Daten sind das, was Unternehmen wie Amazon und Meta groß und deren Gründer reich gemacht haben. Was wäre aber, wenn wir Nutzer unsere Daten nicht kostenlos hergeben, sondern Geld dafür bekommen würden? In Brasilien wird genau das ausprobiert.
Daten, Daten, Daten – alle wollen sie. Und viele verdienen mit ihnen Geld: von Techfirmen wie Google, Facebook, Amazon, Apple oder Microsoft bis hin zu Big-Data-Unternehmen sowie KI- und Machine-Learning-Firmen. Nur wir, die eigentlichen Datenlieferant*innen, haben von diesem Reichtum nichts.

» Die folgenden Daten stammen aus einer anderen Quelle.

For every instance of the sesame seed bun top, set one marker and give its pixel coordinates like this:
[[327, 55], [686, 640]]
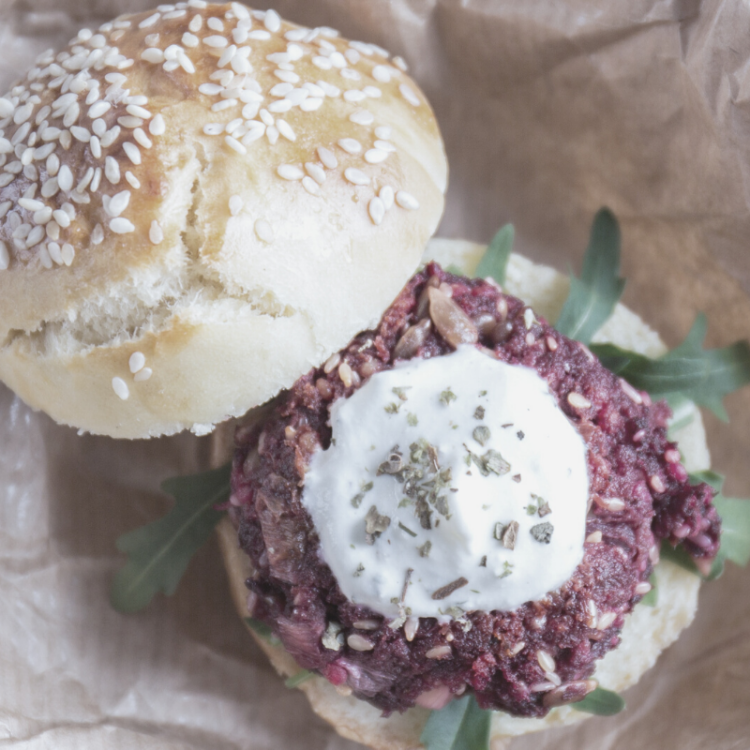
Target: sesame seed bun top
[[197, 205]]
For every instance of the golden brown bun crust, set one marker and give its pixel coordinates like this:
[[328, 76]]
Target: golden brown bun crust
[[647, 631], [232, 264]]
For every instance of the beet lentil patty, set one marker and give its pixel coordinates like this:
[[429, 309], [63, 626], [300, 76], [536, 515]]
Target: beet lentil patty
[[525, 661]]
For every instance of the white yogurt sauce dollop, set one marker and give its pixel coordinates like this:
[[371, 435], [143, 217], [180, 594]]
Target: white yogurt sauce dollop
[[436, 413]]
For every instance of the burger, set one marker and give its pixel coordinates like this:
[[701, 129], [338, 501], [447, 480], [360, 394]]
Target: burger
[[204, 205]]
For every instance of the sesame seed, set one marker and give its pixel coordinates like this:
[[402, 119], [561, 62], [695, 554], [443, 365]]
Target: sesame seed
[[36, 235], [376, 210], [327, 157], [356, 176], [360, 643], [362, 117], [121, 226], [215, 41], [80, 134], [287, 76], [381, 73], [53, 230], [157, 126], [112, 170], [98, 109], [354, 95], [350, 145], [225, 104], [614, 504], [43, 216], [132, 152], [85, 180], [44, 258], [315, 172], [438, 652], [235, 144], [546, 662], [375, 156], [577, 401], [272, 21], [407, 200], [235, 205], [656, 483], [385, 146], [55, 253], [290, 172], [264, 230], [120, 387], [409, 95], [136, 362], [65, 179], [153, 55]]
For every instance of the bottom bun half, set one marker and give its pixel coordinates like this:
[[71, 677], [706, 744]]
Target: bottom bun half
[[647, 631]]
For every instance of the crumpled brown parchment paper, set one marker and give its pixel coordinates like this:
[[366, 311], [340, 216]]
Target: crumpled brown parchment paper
[[549, 110]]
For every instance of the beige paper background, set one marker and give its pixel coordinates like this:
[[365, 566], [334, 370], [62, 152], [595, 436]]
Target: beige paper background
[[549, 110]]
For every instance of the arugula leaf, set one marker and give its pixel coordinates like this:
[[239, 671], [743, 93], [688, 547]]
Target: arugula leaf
[[461, 725], [297, 679], [735, 530], [495, 259], [704, 376], [593, 297], [600, 702], [159, 553]]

In Brasilien soll sich das jetzt ändern. Als erstes Land der Welt will es Bürger*innen ermöglichen, mit ihrem digitalen Fußabdruck Geld zu verdienen. Dafür hat Brasilien das Pilotprojekt dWallet gestartet. DLF-Nova-Reporterin Martina Schulte hat sich das genauer angeschaut.
Menschen entscheiden selbst, welche Daten sie verkaufen
Kernstück des Projekts ist, wie das US-Techblog "Rest of world" berichtet, eine virtuelle Geldbörse, mit der man Zahlungen oder digitale Ausweise auf seinem Handy speichern und verwalten kann. Das Besondere an der Data Wallet ist aber, dass dort statt Geld die eigenen persönlichen Daten hinterlegt werden.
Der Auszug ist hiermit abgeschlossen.